For U.S. military personnel throughout Iraq, a lavish meal at the dining facility is the primary means of celebrating Thanksgiving. Other than making a phone call home, the day is pretty much business as usual. For this reason, commanders, food contractors and food preparers go all out on Thanksgiving. The planning for this meal began almost two months ago.

“Everyone here is away from home and for one day, for one meal, they get everything they would have back home,” said Jesse Vater, a food service supervisor for the contractor KBR. “We want them to feel like they’re home as much as possible,” said the 29-year-old from Beatrice, Neb.

Amid the helpings of turkey, stuffing, sweet potatoes, corn, green beans, crab legs, shrimp cocktails, pies, jell-o puddings, rolls, fruits, salads, and pitchers of eggnog were festive holiday decorations crafted out of dough and Styrofoam.

Serving lines were dressed up as covered wagons, while a tepee and dough-crafted American Indian chief rounded out the Thanksgiving theme. Other non-traditional decorations included cakes decorated with the seals of each branch of the U.S. military, a Styrofoam and spray-paint diorama of a shark swimming over a coral reef and a miniature swamp boat.

Senath Fernando, 32, of Sri Lanka, a KBR employee, crafted all of the decorations himself over the last month and a half.

In many ways, Thanksgiving is the ultimate performance review for food service contractors and soldiers who supervise them.

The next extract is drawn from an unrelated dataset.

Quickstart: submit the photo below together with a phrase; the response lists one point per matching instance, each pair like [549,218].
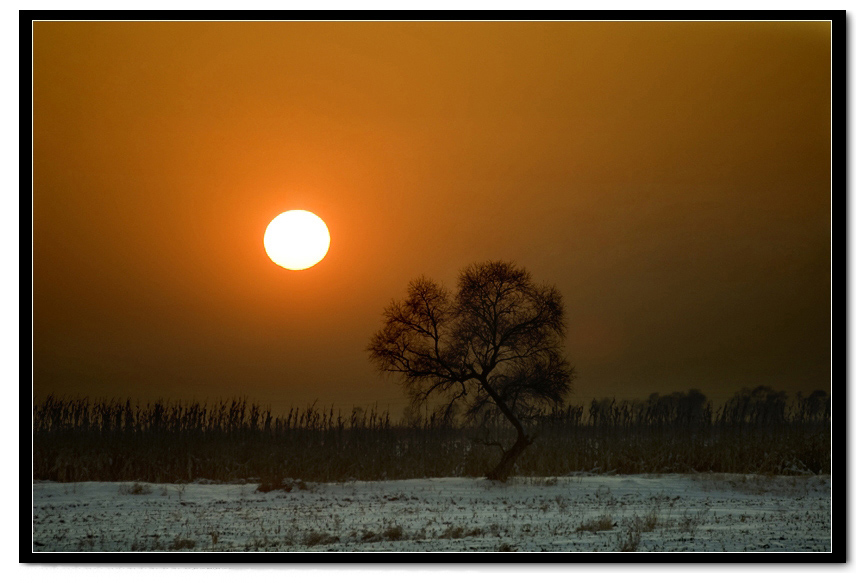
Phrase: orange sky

On Thursday, Master Sgt. Danny Van Tassell, 40, was a ball of energy as he oversaw the proceedings. Van Tassell is the contracting officer for the dining facility, and Thanksgiving is the Super Bowl of mess hall events.

“When you’re talking about big meals, this is it,” Van Tassell said. “I was a little nervous last night, yeah. I didn’t get any sleep.”

Col. A.T. Ball, commander of the 25th CAB, said he was more than pleased with the spread.

“Most people on the outside don’t realize the quality of the food we have. It’s just tremendous,” Ball said.

The colonel said that when he’s back in the States with his family, they usually eat Thanksgiving dinner at an Army dining facility.

“It’s a ritual for my family. I love it, the kids love it and my wife likes it, too,” Ball said. “Actually, I think she likes it because when you’re done, it doesn’t require a big clean up.”